Ch16 - 16.03 - Implementing Fault Tolerance Flashcards
Redundant Array of Independent Disks (RAID)
RAID is a technology that duplicates data across drives so that if a drive fails, the other drives in the solution can provide the data. The benefit is that if a drive fails, you can wait to fix the problem at the end of the business day, knowing that the redundancy of your solution will ensure that no data is lost (except in the case of RAID 0).
RAID 0 - Disk Striping - Performance
RAID level 0 is called striping or striped volumes. With RAID 0, multiple disks are used to create a volume; when data is saved to the volume, the data is split up and spread across all disks in the volume. The benefit of striped volumes is that all disks are written to at the same time, giving you a performance benefit.

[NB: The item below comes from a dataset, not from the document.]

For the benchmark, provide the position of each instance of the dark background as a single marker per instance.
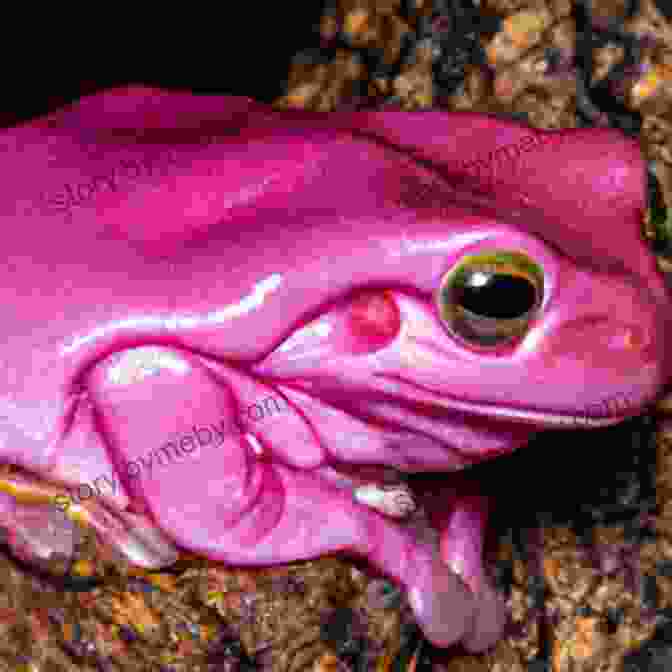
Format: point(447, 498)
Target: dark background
point(240, 48)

For example, if you are saving a 12MB file to drive D: and drive D: is a striped volume made up of four disks, we can generalize the save operation by saying that each disk will save 3MB of data, and all disks will work at the same time to do that save operation that totals 12MB. If you had only one disk working for that 12MB save operation, it would take four times longer.

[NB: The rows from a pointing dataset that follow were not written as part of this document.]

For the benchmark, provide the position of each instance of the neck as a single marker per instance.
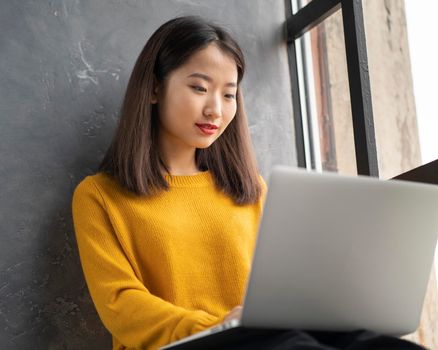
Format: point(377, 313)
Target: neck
point(179, 161)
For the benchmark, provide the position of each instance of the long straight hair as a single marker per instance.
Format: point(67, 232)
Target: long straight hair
point(133, 157)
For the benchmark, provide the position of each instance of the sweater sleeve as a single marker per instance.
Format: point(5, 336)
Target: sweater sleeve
point(128, 310)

The disadvantage of RAID 0 is that no duplication of data occurs; therefore, if one of your hard drives fails within the volume, you can’t read any of the data. RAID 0 is strictly for the performance benefit in the read and write operations.
In short, RAID 0, known as disk striping, splits the data across all disks in the volume. RAID 0 writes to all disks at the same time, decreasing the time it takes to read or write the data. There is no fault tolerance in RAID 0; it is strictly for performance benefits.
RAID 1 - Disk Mirroring
RAID 1 is known as disk mirroring. Disk mirroring uses two hard drives and duplicates the data from one drive to another. The fact that RAID 1 stores a second copy of the data on another member of the volume means that this solution does offer fault tolerance.

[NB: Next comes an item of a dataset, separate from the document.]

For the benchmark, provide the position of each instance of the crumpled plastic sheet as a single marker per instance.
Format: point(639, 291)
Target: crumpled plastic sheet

In short, RAID 1 is known as disk mirroring, which “mirrors,” or stores a full copy of, the data on a second disk in case the first disk fails. Disk mirroring is when you have two drives connected to a single controller, while disk duplexing, which is a form of mirroring, is when the two drives are connected to different controllers.
Fault Tolerance
The concept that if one part of the solution fails, another part will pick up the workload and the solution will continue to function with no data loss.
RAID 5 - Disk Striping with Parity
RAID 5 is known as striping with parity because a RAID 5 volume acts as a RAID 0 volume but adds the parity information to create redundancy. RAID 5 volumes write data to all disks in the volume, but store redundant information on one of the disks per stripe (a stripe is a row made up of 64KB chunks on each disk, as shown in Figure 16 9). For example, when you save data to a RAID 5 volume made up of four disks, the data is split into 64KB data chunks (that may change, depending on the product or implementation) and written to each disk (let’s say disks 0, 1, and 2). But disk 3 will store redundant data (parity data) of the three 64KB blocks that have been saved
already. If the three 64KB blocks are not sufficient to complete saving the file, the save operation will continue onto the next row. There will be parity information for that row as well, but the parity information is stored on a different disk for each row.
If one of the disks fails, with a RAID 5 volume you can still access the data, but you may want to replace the faulty disk. To recover from a disk error with RAID 5, you simply replace the failed disk and regenerate the volume so that the data on the failed disk is created on the newly added disk.
In short, RAID 5 volumes are known as striping with parity because this volume type splits the data across all disks but saves parity data on one of the disks per stripe. The parity information is used to calculate
the missing data if a disk in the RAID 5 volume fails.